Open aspiwack opened 4 years ago
The sort of essential characteristic of Source
is that it's a pure member of the LinHask
category. In the sense that there is no (total) inhabitant of Unrestricted Source
. The rest matters less, if source is to be a tool for building uniqueness abstractions.
Now that I think of it, the objection that I wrote just 5min ago above about Dupable
is a bit silly. Even it it wasn't, whenever making a library which uses uniqueness for correctness, you will need unsafe things, since your low-level implementation doesn't have uniqueness anyway. And Dupable
is not incompatible with uniqueness: linear mutable arrays can be made Dupable
, it'll happen by copy, rather than sharing, is all. They still have the uniquess guarantee.
But, more importantly, there are other ways to create unique thingy. For instance, if I have any guaranteed unique piece of data, I can create a new linear mutable array, and it will remain unique. And so there starts to be a bit of an n*m problem here. Where each type of unique pieces of data need many creation functions.

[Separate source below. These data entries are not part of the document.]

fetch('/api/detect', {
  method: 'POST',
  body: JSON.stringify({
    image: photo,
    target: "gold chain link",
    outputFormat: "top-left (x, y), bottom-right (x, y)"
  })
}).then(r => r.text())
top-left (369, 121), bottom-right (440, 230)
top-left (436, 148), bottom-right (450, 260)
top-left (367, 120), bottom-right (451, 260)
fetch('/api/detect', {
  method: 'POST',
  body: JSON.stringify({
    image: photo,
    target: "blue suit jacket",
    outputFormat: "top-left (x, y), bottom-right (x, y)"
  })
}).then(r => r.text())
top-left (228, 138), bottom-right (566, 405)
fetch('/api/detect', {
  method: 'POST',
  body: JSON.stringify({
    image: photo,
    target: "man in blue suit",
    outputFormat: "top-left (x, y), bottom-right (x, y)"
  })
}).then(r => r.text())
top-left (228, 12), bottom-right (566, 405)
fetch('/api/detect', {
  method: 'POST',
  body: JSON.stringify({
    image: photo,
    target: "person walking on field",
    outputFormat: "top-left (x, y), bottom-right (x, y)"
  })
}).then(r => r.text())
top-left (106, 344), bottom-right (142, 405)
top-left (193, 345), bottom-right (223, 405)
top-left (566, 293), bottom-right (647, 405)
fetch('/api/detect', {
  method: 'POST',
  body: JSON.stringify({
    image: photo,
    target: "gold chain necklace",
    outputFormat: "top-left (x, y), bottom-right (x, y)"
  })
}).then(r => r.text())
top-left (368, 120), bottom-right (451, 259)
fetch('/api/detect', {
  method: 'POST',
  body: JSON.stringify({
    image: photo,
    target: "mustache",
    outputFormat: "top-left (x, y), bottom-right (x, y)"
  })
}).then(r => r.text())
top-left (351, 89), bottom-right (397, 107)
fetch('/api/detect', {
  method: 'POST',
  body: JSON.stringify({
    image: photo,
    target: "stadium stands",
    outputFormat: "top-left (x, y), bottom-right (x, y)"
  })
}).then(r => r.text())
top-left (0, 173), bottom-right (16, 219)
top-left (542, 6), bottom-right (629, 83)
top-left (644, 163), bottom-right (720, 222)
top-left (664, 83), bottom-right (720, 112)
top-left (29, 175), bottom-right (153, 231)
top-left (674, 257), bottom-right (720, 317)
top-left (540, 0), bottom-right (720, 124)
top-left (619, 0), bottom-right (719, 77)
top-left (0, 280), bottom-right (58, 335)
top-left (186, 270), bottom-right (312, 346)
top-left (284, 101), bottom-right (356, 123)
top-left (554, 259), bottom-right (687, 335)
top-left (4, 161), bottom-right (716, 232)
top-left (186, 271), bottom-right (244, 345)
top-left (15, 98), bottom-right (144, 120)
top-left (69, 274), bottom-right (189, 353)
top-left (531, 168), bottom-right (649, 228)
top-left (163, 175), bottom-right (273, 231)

I'm failing to see what the problem is. Is there some boilerplate that you want to reduce? I think I would need an example.
The “problem” is that there are many contexts in which I could create a unique thing.
Say that I have been diligent, and I wrote a mutable array library with both
newArray :: Int -> Linear.IO Array
withArray :: Int -> (Array #-> Unrestricted a) #-> Unrestricted a
Let's leave aside that it's a bit silly to have to write both these function. (in my proposed scheme they are trivial instances of a more general function. Or such is the hope anyway).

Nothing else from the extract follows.